13.05.2018 23:36 Quantix 15

Der Zustand der Erfurter Schulen ist das Ergebnis unser allen Versagens: Wir haben den jammernden Schlendrian mehrheitlich zum zweiten Mal wiedergewählt und können mit bröckelnden, gammligen Schulen offenbar ganz gut leben, sonst wäre das Wahlergebnis anders ausgefallen. Den Katholikentag jetzt zum Sündenbock dafür zu machen @part und @paul ist meiner Meinung nach einfach lächerlich.

13.05.2018 22:55 martin 14

@3 Jana: Nicht ganz richtig. Auch kleine Vereine bekommen kommunale Unterstützung für Veranstaltungen. Ohne diese gäbe es viele nicht-kommerzielle Veranstaltungen nicht mehr.

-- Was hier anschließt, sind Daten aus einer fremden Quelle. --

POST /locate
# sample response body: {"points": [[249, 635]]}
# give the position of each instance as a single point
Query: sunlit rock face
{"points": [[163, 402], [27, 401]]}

@4 Nick: Mit der Verfilzung gebe ich Ihnen durchaus recht. Allerdings sehe ich mindestens genauso viel Filz beim Sport. Ich bin übrigens kein Sporthasser, sondern selbst Mitglied in einem Sportverein.

@10 part: Wie setzen sich die 19,9 Millarden € zusammen?

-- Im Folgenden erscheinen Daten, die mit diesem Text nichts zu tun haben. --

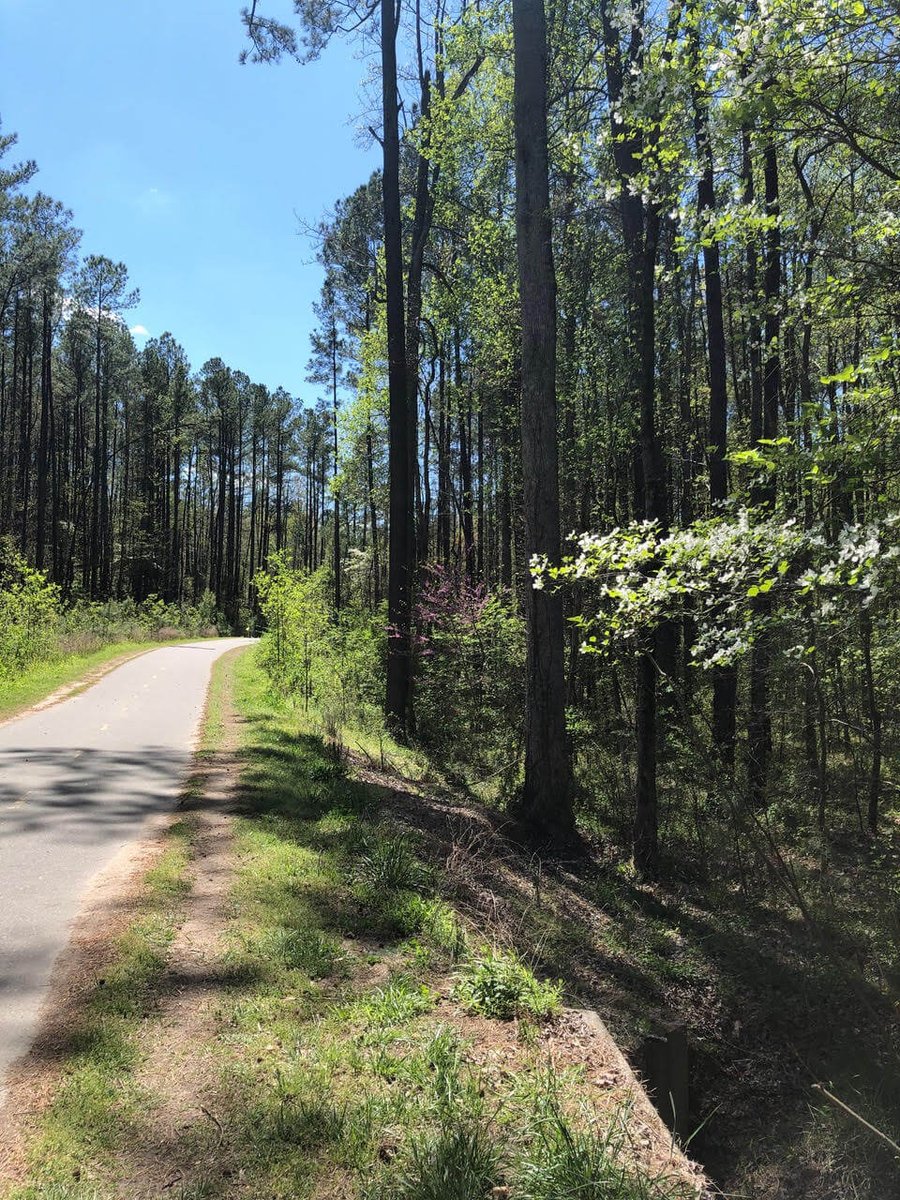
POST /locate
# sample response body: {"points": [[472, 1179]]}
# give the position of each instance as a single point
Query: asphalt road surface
{"points": [[78, 781]]}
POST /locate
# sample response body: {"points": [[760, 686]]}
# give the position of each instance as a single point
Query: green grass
{"points": [[345, 1067], [43, 678], [99, 1105], [341, 1063]]}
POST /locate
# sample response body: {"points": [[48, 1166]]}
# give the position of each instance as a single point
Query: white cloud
{"points": [[154, 202]]}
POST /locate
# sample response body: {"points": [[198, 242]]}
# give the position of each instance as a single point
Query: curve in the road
{"points": [[78, 781]]}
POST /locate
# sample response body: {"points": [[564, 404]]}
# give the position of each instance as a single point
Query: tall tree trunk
{"points": [[400, 557], [546, 801]]}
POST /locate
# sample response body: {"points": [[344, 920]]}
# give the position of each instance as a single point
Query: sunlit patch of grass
{"points": [[499, 984], [41, 679], [99, 1105]]}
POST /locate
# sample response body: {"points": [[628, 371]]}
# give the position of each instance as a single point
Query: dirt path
{"points": [[113, 900], [175, 1045]]}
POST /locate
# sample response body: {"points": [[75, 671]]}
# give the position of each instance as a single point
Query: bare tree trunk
{"points": [[400, 555], [546, 802]]}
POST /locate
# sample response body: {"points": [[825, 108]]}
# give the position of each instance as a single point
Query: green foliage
{"points": [[471, 649], [580, 1162], [715, 569], [389, 864], [459, 1163], [312, 654], [29, 613], [498, 984]]}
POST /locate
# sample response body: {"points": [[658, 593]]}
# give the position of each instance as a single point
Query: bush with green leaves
{"points": [[497, 983], [29, 613], [312, 654]]}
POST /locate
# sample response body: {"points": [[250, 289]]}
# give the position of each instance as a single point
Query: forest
{"points": [[588, 491]]}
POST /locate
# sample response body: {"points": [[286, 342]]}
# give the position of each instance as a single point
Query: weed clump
{"points": [[457, 1163], [499, 984]]}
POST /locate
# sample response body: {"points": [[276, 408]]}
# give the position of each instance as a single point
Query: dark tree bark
{"points": [[397, 705], [546, 801]]}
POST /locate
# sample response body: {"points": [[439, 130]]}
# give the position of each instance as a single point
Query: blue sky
{"points": [[191, 169]]}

Sind das die Kirchensteuer-Einnahmen? Falls ja: Das sind die freiwilligen Mitgliedsbeiträge - auch wenn der Staat in der Tat die Gelder einbehält.

Oder meinen Sie die Erstattungen für die Leistungen kirchlicher Träger (Krankenhäuser, Kindergärten, Sozialstationen, ...)? Dann sind das Beträge, die allen freien Trägern offen stehen.

Oder welche Transferleistungen gibt es sonst noch in derartigen Größenordnungen?